Everyday I check out my various news feeds. I really try to drill down on whats the latest in motion picture exhibition. My feed is always filled with stories about bigger screens, some theater in Switzerland is putting in beds, new sound systems, yada yada yada. It ends up being all white noise, because everyone is moving to luxury, everyone seems to be moving to chicken tender and not many are focusing on how we got to this problematic moment in time.
There are a couple of warning shots fired that showed exhibition as an industry was going to have problems. The first being the expanding of the number of theaters a movie could get released into. On June 20 Jaws opened across North America on 464 screens. 409 theaters in the United States, the remainder in Canada. The studio combined this wider release pattern with the movie’s then even rarer national television marketing campaign yielding a release method virtually unheard-of at the time. Universal president Sid Sheinberg along with MCA Chairman Lew Wasserman reasoned that nationwide marketing costs would be spreadout at a more favorable rate per print relative to a slow, scaled release. Building on the movie’s success, the release was subsequently expanded on July 25 to nearly 700 theaters, and on August 15 to more than 950. This strategy continued until we reached a high water mark of 4200 theaters.
Jaws earned during its first $7 million weekend and started turning a profit for the studio after two weeks. In just 78 days, Jaws overwhelmed The Godfather as the highest-grossing movie , it was the first movie to earn $100 million in American theatrical rentals. Its first release ultimately brought in $123.1 million in rentals. Theatrical re-releases in 1976 and 1979 added to its total rentals bringing it t $133.4 million.
Enter Star Wars
On May 25th, 1977 a small movie from 20th Century Fox and the creator of American Graffiti, George Lucas opened up in 32 theaters. Fox demanded that the movie get placed if theaters wanted to screen The Other Side of Midnight. Word of mouth hit and hit hard on this movies, and when it opened to wide release in June the movie blew away all box office records. Stars Wars expanded to 1,750 screens and stayed in theaters for over a year .

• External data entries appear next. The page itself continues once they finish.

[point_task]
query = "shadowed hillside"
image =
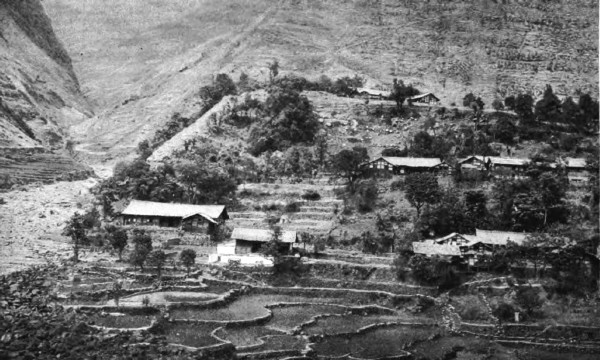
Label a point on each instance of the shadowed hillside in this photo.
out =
(143, 61)
(39, 93)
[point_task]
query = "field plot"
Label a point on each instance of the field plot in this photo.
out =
(194, 335)
(381, 342)
(289, 317)
(122, 321)
(246, 307)
(246, 336)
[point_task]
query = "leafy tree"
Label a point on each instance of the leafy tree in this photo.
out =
(76, 230)
(529, 299)
(244, 82)
(117, 238)
(290, 120)
(366, 196)
(188, 258)
(548, 109)
(476, 209)
(144, 149)
(222, 86)
(523, 106)
(348, 165)
(205, 184)
(448, 215)
(510, 102)
(157, 258)
(91, 218)
(504, 131)
(142, 247)
(400, 92)
(421, 189)
(497, 105)
(589, 108)
(116, 290)
(273, 70)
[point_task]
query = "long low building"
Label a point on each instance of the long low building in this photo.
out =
(406, 165)
(188, 216)
(245, 246)
(468, 247)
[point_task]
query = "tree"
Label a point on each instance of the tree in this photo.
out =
(118, 239)
(142, 247)
(421, 189)
(510, 102)
(497, 105)
(289, 119)
(548, 109)
(76, 230)
(144, 149)
(157, 258)
(504, 131)
(273, 69)
(589, 108)
(117, 287)
(523, 106)
(448, 215)
(348, 165)
(188, 258)
(528, 299)
(400, 92)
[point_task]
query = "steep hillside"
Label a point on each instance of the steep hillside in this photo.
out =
(39, 93)
(142, 61)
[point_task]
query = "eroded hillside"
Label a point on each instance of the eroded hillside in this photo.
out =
(142, 62)
(39, 92)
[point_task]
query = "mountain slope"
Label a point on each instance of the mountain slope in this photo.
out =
(142, 61)
(39, 92)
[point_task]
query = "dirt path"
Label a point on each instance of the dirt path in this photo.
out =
(31, 222)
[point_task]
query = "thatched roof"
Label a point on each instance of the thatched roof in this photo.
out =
(373, 92)
(496, 160)
(493, 237)
(430, 247)
(412, 162)
(575, 163)
(151, 208)
(262, 235)
(421, 96)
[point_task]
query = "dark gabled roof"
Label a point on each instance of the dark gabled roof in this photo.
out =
(411, 161)
(262, 235)
(417, 97)
(151, 208)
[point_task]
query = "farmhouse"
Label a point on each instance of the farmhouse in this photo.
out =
(405, 165)
(244, 246)
(498, 166)
(373, 94)
(189, 217)
(427, 98)
(577, 169)
(469, 248)
(250, 240)
(431, 248)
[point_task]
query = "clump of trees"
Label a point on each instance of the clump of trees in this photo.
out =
(142, 246)
(289, 120)
(188, 259)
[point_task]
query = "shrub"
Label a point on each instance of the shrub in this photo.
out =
(292, 207)
(504, 312)
(311, 195)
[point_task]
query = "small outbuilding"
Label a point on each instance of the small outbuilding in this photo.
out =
(249, 241)
(187, 216)
(406, 165)
(427, 98)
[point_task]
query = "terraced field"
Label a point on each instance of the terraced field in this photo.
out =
(42, 168)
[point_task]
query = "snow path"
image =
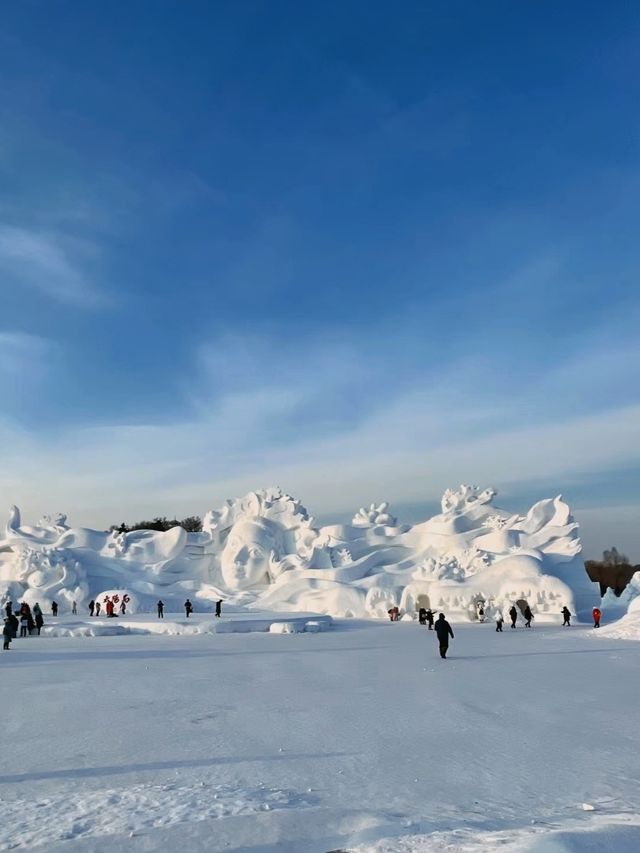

Now everyone started getting greedy…
Malls started expanding, and the real estate mavens saw the lines in front of downtown theaters and said “I want that” the circuits expanded on the back of sweetheart rent deals and large amounts of tenant improvement money. Circuits started consolidating. These circuits were run by clever men who had no idea what kind of deck of cards they were building. They were smart, creative, driven and unfortunately terribly corporate. The era of the movie showman started to gasp for air as the industry shifted to mall based theaters.
Now something had awoken in the dark hearts of Hollywood. Agents who had been in existence since the 1930’s, middle men who did not really produce anything, wanted to get their piece of the new movie economy. In the era of Michael Ovitz and the rise of the Creative Artist Agency, the concept of movie packaging was perfected.
The first thing that you have to realize is that agents work on percentages, silly percentages. If a star makes more, well they make more. If a movie is put together based on their putting together talent elements that they have control of, well they get to charge another percentage and charge a packaging fee. In the early 1960’s MCA’/UNIVERSAL’S fingers were slapped by doing similar things and were forced to disband their talent agency. Packaging has been brought to light as of late as a result of the dispute between the Writers Guild of America and the agencies.
Here is how packaging works. A studio or network is looking for a certain type of movie or TV show reaches out to one of the big six agencies and say. Hey we want a movie about aliens kidnapping the world’s most famous YouTube cat. These six agencies also known as Packaging Agencies , they control the best talent. The studios let these agencies know the concept of a proposed movie, along with the budget range, and asks each of these agencies to “bring them a tailor made movie”.
Although there are thousands of agents who claim to be part of the movie business there are only six agencies each that can (A) not only sell a movie script or get an A list actor in a role but also (B) create movie packages with talent they control and get the studios or someone else to pay for it. Neat trick eh.
Here are the agencies that are capable of doing this kind of package
APA (Agency for Performing Arts) / 3,400 Clients, 325 Agents
CAA (Creative Artist Agency) / 5,000 Clients, 1,500 Agents
ICM (International Creative Management) / 4,000 Clients, 450 Agents
PARADIGM AGENCY / 2,500 Clients, 350 Agents
UTA (United Talent Artists) / 3,000 Clients, 500 Agents
WME (William Morris Endeavor) / 3,000 Clients, 2,000 Agents
Higher budget mean bigger packaging percentage. Budgets are pushed higher, box office rental increases ….everyone except the agencies get hurt. You cannot cross the agencies because they control all the talent necessary to make movies, also they really don’t care about making good movies…they just want fees.
Of course there are other elements leading to the downfall of the exhibitor, but I think the wider release patterns, explosion of the circuits and the consolidation of packaging power by agencies lie at the core. What would ideal is reminding all the players of the rules of free enterprise, and an insistence of playing in a free and open economy.
But the exhibition industry, since the beginning has always struggled with this.